Jud Koss, a spokesman for Commonfund, said Yale Chief Investment Officer David Swensen probably applied for the license to broaden the scope of the University’s $15.2 billion endowment and increase its stability. Commonfund is a firm that manages university endowments.

“Getting into emerging markets is a good thing as part of portfolio diversification,” Koss said. “He’s investing for your children’s children’s children. Emerging markets can achieve that.”

University officials could not be reached for comment Tuesday evening.

China’s decision on the eve of Hu’s visit likely resulted from its close ties to the University, said Beatrice Bartlett, a history professor emeritus and member of the East Asian Studies Council.

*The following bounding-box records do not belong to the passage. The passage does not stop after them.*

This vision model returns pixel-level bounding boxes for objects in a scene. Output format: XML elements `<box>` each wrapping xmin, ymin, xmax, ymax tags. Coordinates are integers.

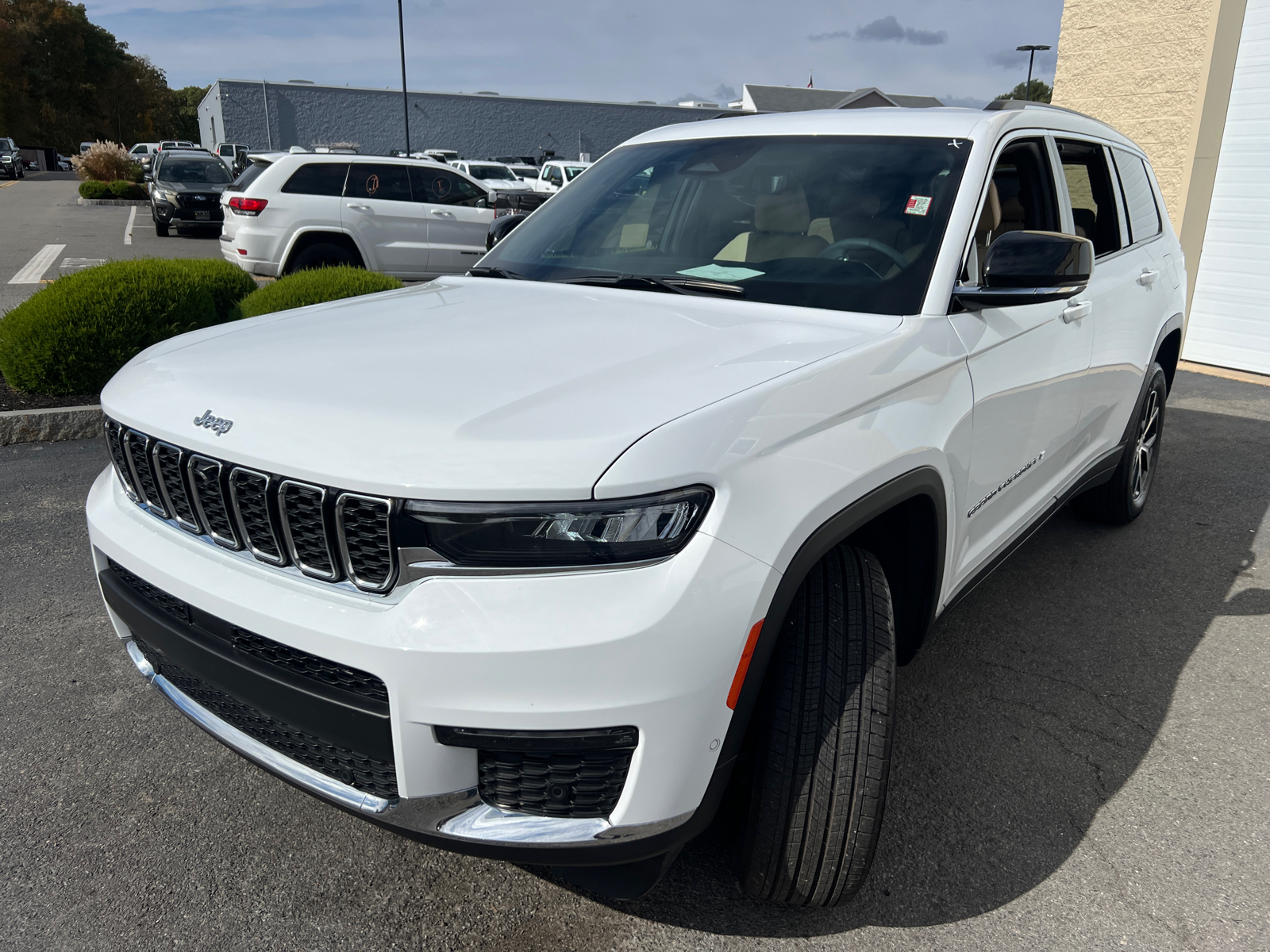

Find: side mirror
<box><xmin>485</xmin><ymin>212</ymin><xmax>529</xmax><ymax>251</ymax></box>
<box><xmin>952</xmin><ymin>231</ymin><xmax>1094</xmax><ymax>311</ymax></box>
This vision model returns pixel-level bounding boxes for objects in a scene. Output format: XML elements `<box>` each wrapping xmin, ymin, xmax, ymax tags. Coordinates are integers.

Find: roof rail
<box><xmin>983</xmin><ymin>99</ymin><xmax>1106</xmax><ymax>125</ymax></box>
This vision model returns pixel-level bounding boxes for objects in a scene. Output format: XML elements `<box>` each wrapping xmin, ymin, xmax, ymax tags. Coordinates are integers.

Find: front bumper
<box><xmin>87</xmin><ymin>470</ymin><xmax>777</xmax><ymax>866</ymax></box>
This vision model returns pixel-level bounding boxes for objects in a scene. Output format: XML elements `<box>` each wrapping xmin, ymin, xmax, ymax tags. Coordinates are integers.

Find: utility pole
<box><xmin>1016</xmin><ymin>44</ymin><xmax>1049</xmax><ymax>100</ymax></box>
<box><xmin>398</xmin><ymin>0</ymin><xmax>411</xmax><ymax>156</ymax></box>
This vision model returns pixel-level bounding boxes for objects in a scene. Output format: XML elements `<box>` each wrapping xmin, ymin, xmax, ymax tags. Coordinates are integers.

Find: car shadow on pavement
<box><xmin>576</xmin><ymin>409</ymin><xmax>1270</xmax><ymax>937</ymax></box>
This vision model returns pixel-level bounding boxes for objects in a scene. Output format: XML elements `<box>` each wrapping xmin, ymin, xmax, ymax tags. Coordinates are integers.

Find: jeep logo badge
<box><xmin>194</xmin><ymin>410</ymin><xmax>233</xmax><ymax>436</ymax></box>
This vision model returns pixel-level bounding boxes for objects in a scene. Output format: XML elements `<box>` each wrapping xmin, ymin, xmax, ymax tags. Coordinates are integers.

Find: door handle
<box><xmin>1063</xmin><ymin>301</ymin><xmax>1094</xmax><ymax>324</ymax></box>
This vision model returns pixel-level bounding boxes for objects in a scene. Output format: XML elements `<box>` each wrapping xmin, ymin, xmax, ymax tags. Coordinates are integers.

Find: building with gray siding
<box><xmin>198</xmin><ymin>79</ymin><xmax>737</xmax><ymax>159</ymax></box>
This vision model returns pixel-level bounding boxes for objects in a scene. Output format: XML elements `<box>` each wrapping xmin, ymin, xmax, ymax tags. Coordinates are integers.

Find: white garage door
<box><xmin>1183</xmin><ymin>0</ymin><xmax>1270</xmax><ymax>373</ymax></box>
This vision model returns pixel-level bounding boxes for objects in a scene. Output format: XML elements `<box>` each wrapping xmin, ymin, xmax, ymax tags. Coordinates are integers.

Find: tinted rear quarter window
<box><xmin>282</xmin><ymin>163</ymin><xmax>348</xmax><ymax>195</ymax></box>
<box><xmin>344</xmin><ymin>163</ymin><xmax>410</xmax><ymax>202</ymax></box>
<box><xmin>1111</xmin><ymin>148</ymin><xmax>1162</xmax><ymax>243</ymax></box>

“Yale is being favored by China these days,” Bartlett said. “President Levin has built up a very good relationship with China through his numerous trips there.”

China has relaxed its tight restrictions on foreign investment recently, issuing licenses or assigning quotas to seven institutions over the last week. Yale has yet to be issued a quota detailing the extent of its certification. The Chinese government also told the Shanghai Securities News Tuesday that it may allow QFII institutions to tap the domestic future market, another stock class.

Bartlett said China is clearly opening itself to Western businesses, but he said the nation is still cautious due to historical imperialism.

“The Chinese naturally want to keep control,” she said. “They don’t want the days to return when foreign interests owned large, important interests in China.”

Concerns about globalization may explain why the Chinese are attracted to Yale and other institutions with long-term investment interests, economics professor Bjoern Bruegemann said. In the past, nations opening their economies to foreigners have fallen victim to volatile short-term investing, he said.

“It makes sense that they’re gradually opening up their markets because they might be concerned with speculation in their assets,” Brurgemann said. “Maybe they like more long-term investors with which to build a stable relationship.”

China has so far allowed foreigners to place $6.32 billion in its bonds and equities, the Shanghai Daily reported Tuesday.